Members of the co-op must obtain $2,500 to invest in one share. Since many of the homeless veterans are not able to raise the full $2,500, Soldier On has worked with several local banks and credit unions to create a pool of funds. Those dollars can be donated or loaned to prospective members for them to meet the full $2,500 share. At the end of each year, after paying off all obligations, if there is a surplus of funds, the co-op issues a rebate to each of its members.
The Gordon H. Mansfield Veterans’ Community in Agawam is a replication of the first limited-equity cooperative done by Soldier On. The initial Gordon H. Mansfield Veterans’ Community, named after a former deputy secretary of veteran’s affairs—a highly decorated Army veteran who survived two tours of duty in Vietnam—was opened in nearby Pittsfield, Massachusetts, in 2010. The Pittsfield cooperative provides housing for 39 veterans in a community of all newly built housing.

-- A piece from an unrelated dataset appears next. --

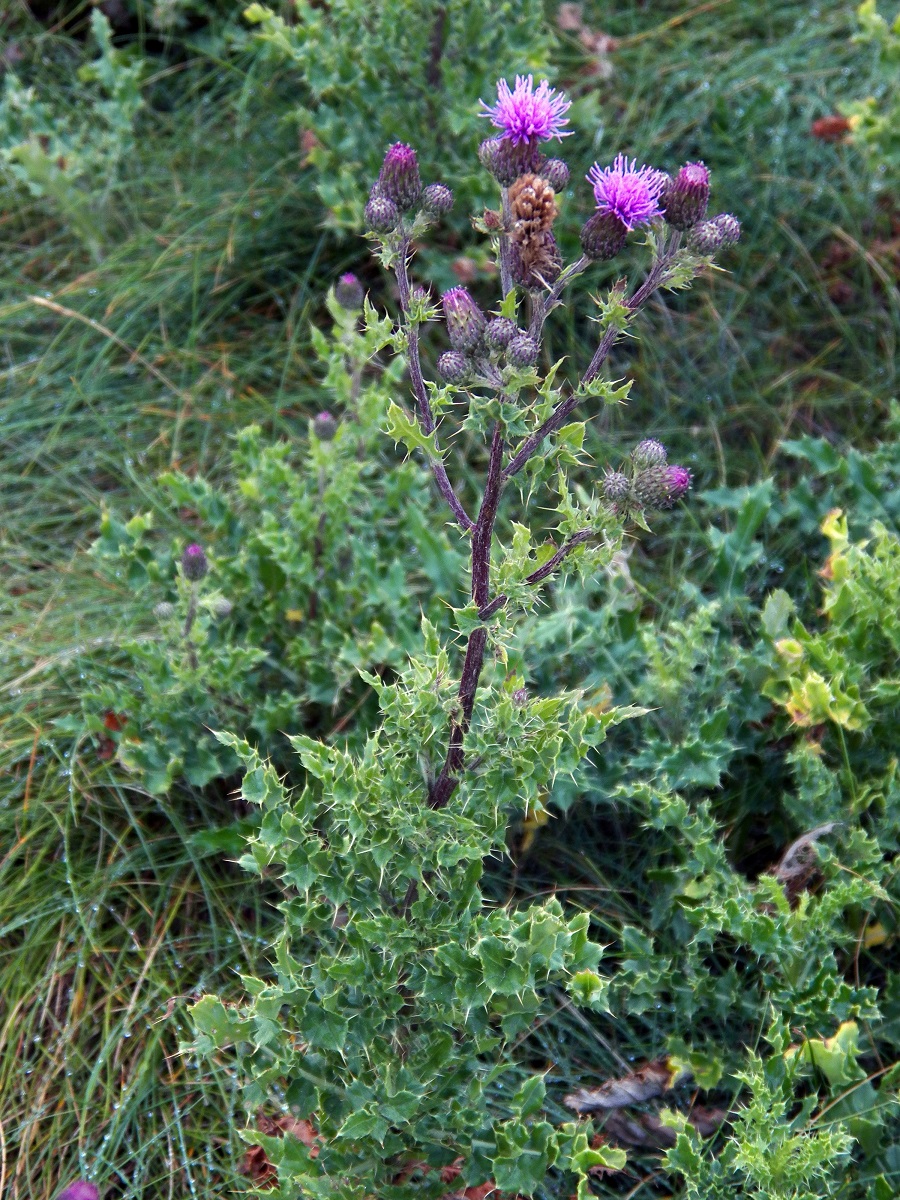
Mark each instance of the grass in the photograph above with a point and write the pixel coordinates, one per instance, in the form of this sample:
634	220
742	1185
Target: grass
192	325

Downing conceived and spearheaded the program for limited-equity housing. Just before the dedication, Downing said, “Agawam is a community that many of our people would be comfortable living in. It offers a lot of supportive services.”
Many groups that house veterans are beginning to look at Solder On’s veteran’s cooperative housing program. However, housing cooperatives specifically for veterans are not new. Since 1945, housing co-ops for vets have helped returning servicemen and servicewoman rebuild their lives. In an amazing national effort, 46 veterans’ housing co-ops have been built in 15 states, providing 14,721 units of cooperative housing for 50,000 veterans and their families.